Mundo das Palavras

Conto do vigário

A manipulação sem escrúpulos dos sentimentos religiosos levou milhares de brasileiros às ruas nas principais cidades do país, em 1964, inclusive em São Paulo. As chamadas “Marchas da Família, com Deus, pela Liberdade” foram organizadas pelos dois falsos institutos “de estudos sociais e de ação democrática” – o IPES/IBAD. Neles, empresários e militares tramaram a queda do presidente João Goulart, inconformados com as reformas sociais anunciadas por ele. E reivindicadas também pela Conferência Nacional dos Bispos do Brasil.


No comando das marchas, os golpistas contaram com a ajuda do padre irlandês Patrick Peyton. Este religioso é visto por pesquisadores do Golpe Militar, como Hugh Wilford e Júlio José Chiavenatto, como o agente da CIA que prestou uma grande ajuda à interrupção do regime democrático no Brasil, em 1964. Ele transformou suas supostas cruzadas em favor das orações no atendimento à exigência feita pelos militares antijanguistas de só saírem dos quartéis para implantar uma ditadura no país se existisse apoio nas ruas para eles.


A pretensa defesa da “sociedade ocidental e cristã”, feita pelos golpistas se mostrou como uma mera estratégia de chegada ao poder, com a passagem do tempo. Em 1978, no 14° aniversário da ditadura, a Igreja Católica, através da Arquidiocese de São Paulo, produziu o mais contundente documento sobre a impostura contida nas falsas preocupações religiosas dos que prepararam a queda de Goulart.

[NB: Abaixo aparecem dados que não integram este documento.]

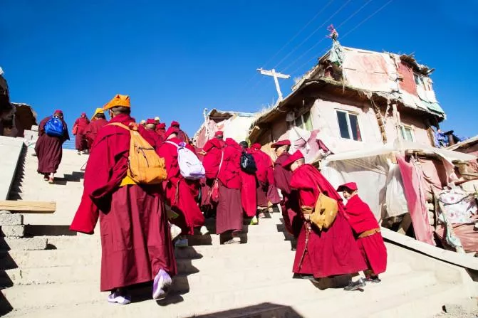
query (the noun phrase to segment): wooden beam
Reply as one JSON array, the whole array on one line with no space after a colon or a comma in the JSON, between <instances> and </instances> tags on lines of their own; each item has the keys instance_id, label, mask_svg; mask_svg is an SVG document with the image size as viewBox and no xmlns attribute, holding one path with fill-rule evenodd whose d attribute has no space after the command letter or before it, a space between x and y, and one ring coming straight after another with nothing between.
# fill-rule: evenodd
<instances>
[{"instance_id":1,"label":"wooden beam","mask_svg":"<svg viewBox=\"0 0 478 318\"><path fill-rule=\"evenodd\" d=\"M0 210L6 210L12 212L53 213L56 211L56 203L23 200L1 200L0 201Z\"/></svg>"}]
</instances>

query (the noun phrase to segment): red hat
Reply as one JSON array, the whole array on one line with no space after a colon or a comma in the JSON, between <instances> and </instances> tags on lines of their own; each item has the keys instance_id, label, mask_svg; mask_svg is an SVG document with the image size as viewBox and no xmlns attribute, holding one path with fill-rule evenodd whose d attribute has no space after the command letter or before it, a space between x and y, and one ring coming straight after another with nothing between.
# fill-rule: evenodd
<instances>
[{"instance_id":1,"label":"red hat","mask_svg":"<svg viewBox=\"0 0 478 318\"><path fill-rule=\"evenodd\" d=\"M171 136L172 134L176 134L180 132L180 129L178 129L176 127L170 127L168 129L167 132L166 132L166 134L165 135L165 138L167 138L168 137Z\"/></svg>"},{"instance_id":2,"label":"red hat","mask_svg":"<svg viewBox=\"0 0 478 318\"><path fill-rule=\"evenodd\" d=\"M259 144L257 142L256 142L255 144L252 144L251 148L252 148L253 149L259 150L261 149L261 144Z\"/></svg>"},{"instance_id":3,"label":"red hat","mask_svg":"<svg viewBox=\"0 0 478 318\"><path fill-rule=\"evenodd\" d=\"M303 158L303 154L301 152L300 150L297 150L293 154L291 154L291 157L289 157L287 160L284 161L282 164L285 167L288 167L291 164L293 164L296 160Z\"/></svg>"},{"instance_id":4,"label":"red hat","mask_svg":"<svg viewBox=\"0 0 478 318\"><path fill-rule=\"evenodd\" d=\"M345 189L349 189L352 190L353 191L357 190L358 188L357 187L357 184L355 182L349 182L348 184L342 184L338 188L337 188L337 192L342 192L343 191L345 191Z\"/></svg>"},{"instance_id":5,"label":"red hat","mask_svg":"<svg viewBox=\"0 0 478 318\"><path fill-rule=\"evenodd\" d=\"M291 145L291 141L289 139L284 139L284 140L279 140L275 144L272 144L271 145L271 147L278 148L281 146L290 146L290 145Z\"/></svg>"}]
</instances>

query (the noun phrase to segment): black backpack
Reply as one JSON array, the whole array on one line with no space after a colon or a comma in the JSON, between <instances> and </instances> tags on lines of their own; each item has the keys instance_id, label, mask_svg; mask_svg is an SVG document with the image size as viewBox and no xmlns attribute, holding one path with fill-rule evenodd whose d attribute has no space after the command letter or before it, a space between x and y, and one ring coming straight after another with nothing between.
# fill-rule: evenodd
<instances>
[{"instance_id":1,"label":"black backpack","mask_svg":"<svg viewBox=\"0 0 478 318\"><path fill-rule=\"evenodd\" d=\"M256 173L257 166L256 166L254 157L251 154L242 152L242 154L241 154L241 169L247 174L252 174Z\"/></svg>"}]
</instances>

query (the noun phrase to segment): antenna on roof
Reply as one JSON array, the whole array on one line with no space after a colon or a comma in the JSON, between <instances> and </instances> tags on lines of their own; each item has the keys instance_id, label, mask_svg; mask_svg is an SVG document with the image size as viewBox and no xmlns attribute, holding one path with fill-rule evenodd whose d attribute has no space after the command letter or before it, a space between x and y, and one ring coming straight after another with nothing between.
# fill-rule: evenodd
<instances>
[{"instance_id":1,"label":"antenna on roof","mask_svg":"<svg viewBox=\"0 0 478 318\"><path fill-rule=\"evenodd\" d=\"M336 28L333 27L333 24L331 24L327 27L327 30L330 32L330 34L327 36L328 38L331 38L333 41L337 41L338 38L338 32L336 30Z\"/></svg>"}]
</instances>

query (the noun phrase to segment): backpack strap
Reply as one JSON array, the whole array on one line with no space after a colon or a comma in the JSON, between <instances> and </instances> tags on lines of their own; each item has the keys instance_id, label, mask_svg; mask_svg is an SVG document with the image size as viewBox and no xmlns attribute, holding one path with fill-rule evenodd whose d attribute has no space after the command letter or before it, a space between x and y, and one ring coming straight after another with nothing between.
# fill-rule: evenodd
<instances>
[{"instance_id":1,"label":"backpack strap","mask_svg":"<svg viewBox=\"0 0 478 318\"><path fill-rule=\"evenodd\" d=\"M131 130L131 129L130 129L129 127L128 127L125 124L123 124L120 122L110 122L109 124L107 124L107 126L110 125L110 124L112 125L112 126L120 127L121 128L124 128L124 129L128 129L128 130Z\"/></svg>"}]
</instances>

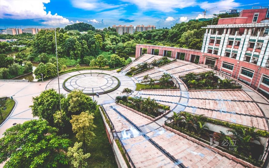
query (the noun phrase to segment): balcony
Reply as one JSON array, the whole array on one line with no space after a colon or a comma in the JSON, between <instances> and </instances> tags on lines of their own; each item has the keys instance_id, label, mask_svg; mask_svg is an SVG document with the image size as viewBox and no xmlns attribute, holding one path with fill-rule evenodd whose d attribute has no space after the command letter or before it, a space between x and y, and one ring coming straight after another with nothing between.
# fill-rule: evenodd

Intitulado “Repressão na Igreja do Brasil”, o documento revelou que durante aqueles anos foram mortos seis padres e um seminarista; treze padres e bispos receberam ameaças de assassinato; oito membros da Igreja (bispos, padres e leigos) foram sequestrados; outros setenta e cinco receberam intimações policiais; dez padres foram expulsos do país e dois foram banidos. Várias emissoras de rádio católicas passaram a funcionar sob censura impiedosa. Foi cassada a concessão da Rádio 9 de Julho, da Arquidiocese de São Paulo. E o jornal “O São Paulo”, também daquela arquidiocese, chegou a ser proibido de publicar até versículos da Bíblia.